I was a demographic statistic that ticked a box on a form, a box marked ‘grateful’ to have a job anywhere in an industry among so-called colleagues, who ignored my potential contributions in favor of low-standard status quo. But none of that really mattered to me anymore. I had a secret moonlit counterpunch up my sleeve, ready to knockout any doubt about who I was, who I am and who I will become.



So, I said, “Nothing is really wrong.”



 “I didn’t think so,” my boss replied, strutting away confidently.



Watching her strut down the hallway shrouded in homemade snobbery, it all hit me like a ton of soiled bed linen and musty pillows! She had to prevent my star from shining. To her, I represented the competition to her next promotion by her own male boss. Oh, yes! My little boss lady was scared to death of my taking over her position, a position I thought beneath any female dog, knowing all about what she had done to land herself in that broken-down bunk, in the first place, and to keep wallowing there. Seeing her disappear down the hallway, revealed to me at that moment I had nothing to fear from her at all. In fact, I had nothing to fear from anyone! No one can hold me back, except me, as long as I use my vertical, rather than horizontal, strategies to fulfill my intellectual and professional aspirations.



Below is a portion of my toolbox, comprised of self-constructed, unscientifically-tested doohickeys, donkey-rigged doodads, widgets, thingamajigs, and my mammy-made wardrobe suggestions, which all work for me and could, perhaps with your personal modifications, help you toward your independent standard of best practices in life.




  • Learn everything the system offers

  • Embrace all knowledge

  • Understand and use new concepts

  • Seek advantages in technology

  • Seize opportunities to be innovative

  • Stay ahead of the pack

  • Abandon trends before they become untrendy

  • Do not be afraid to compete

  • Avoid the passé

  • Study the past to conquer the future

  • Good looks do count, but do not use them

  • Dress cheap from the “Children’s Place”
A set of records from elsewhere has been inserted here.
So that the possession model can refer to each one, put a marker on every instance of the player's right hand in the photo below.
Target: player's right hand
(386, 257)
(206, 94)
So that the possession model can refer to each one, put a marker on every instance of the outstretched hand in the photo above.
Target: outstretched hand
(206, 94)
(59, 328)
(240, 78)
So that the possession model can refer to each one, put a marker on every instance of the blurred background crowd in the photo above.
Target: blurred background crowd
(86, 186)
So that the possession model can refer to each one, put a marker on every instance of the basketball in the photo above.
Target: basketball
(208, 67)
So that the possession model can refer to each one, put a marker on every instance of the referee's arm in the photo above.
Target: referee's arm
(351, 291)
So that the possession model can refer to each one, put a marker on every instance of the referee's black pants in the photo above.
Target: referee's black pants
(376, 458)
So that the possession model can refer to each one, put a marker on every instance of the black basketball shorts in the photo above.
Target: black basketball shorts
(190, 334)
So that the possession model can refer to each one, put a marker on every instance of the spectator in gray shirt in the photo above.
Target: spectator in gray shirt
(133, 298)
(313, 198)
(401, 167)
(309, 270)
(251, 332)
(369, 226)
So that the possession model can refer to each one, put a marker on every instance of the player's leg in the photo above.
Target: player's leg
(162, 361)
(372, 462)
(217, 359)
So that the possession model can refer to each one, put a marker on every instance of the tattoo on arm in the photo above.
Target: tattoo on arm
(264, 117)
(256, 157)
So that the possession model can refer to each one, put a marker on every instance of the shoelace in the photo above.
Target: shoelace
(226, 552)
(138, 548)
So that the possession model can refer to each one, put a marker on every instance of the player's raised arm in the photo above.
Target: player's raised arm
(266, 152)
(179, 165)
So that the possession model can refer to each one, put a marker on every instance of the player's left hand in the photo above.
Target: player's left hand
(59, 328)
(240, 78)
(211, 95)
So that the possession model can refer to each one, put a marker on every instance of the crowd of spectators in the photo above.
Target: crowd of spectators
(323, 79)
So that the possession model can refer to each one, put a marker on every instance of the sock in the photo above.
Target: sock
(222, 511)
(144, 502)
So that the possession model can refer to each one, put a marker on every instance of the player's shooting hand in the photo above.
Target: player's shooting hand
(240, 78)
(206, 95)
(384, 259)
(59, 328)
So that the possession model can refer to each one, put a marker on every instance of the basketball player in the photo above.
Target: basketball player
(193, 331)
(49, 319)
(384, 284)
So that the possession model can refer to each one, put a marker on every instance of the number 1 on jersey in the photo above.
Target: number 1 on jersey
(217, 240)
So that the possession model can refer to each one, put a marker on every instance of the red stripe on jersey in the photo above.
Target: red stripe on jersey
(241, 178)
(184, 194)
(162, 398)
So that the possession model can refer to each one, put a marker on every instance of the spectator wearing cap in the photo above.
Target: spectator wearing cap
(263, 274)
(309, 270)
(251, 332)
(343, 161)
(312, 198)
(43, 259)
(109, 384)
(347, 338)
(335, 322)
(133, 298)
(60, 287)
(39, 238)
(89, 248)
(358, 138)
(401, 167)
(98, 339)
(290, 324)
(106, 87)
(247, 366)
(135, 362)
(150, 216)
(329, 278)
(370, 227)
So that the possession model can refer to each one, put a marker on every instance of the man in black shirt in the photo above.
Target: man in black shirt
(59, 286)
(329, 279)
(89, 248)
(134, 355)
  • Wear comfortable shoes, boots are preferable

  • Eat to live, do not live to eat

  • Greed is not attractive

  • Value humanity

  • Appreciate the planet

  • Do your best 

  • Any other stuff…



Take it from me, whomever we allow to define who we are controls whoever we become. I decided the day of my little boss lady’s question that I would take ownership of me; throw away the key; break the mold; and any other worn-out cliché that can be applied to my situation. Let no one crack my head open ever again and pour in their poison about who I am and what I can do.



This life belongs to me! I, alone, own it!



The night following my little boss lady’s question, I went home and wrote the song, “Nothing Really Wrong,” not limited to the position I held in that organization, but including the total person I could become. It was my decision to spend my time and money on education, training, traveling, learning and creating what would benefit me and, quite possibly, humankind. When I had finished the song, I felt free for the first time and it didn't matter that my little boss lady dismissed me as her inferior because I knew the truth that she was yet to learn. 



Staring down at my letter of resignation on her desk, she was shocked as she asked, "Who will hire a black writer in this town? There are no black magazines here!"



I said, "That's not a problem you have to ponder."



I laid the key to my cubicle on her desk atop my letter of resignation, and left her office, quietly closing the door behind me. I knew which way I was headed and never looked down again. This song, "Nothing Really Wrong," helped me change the direction of my life. I think it may help you change yours.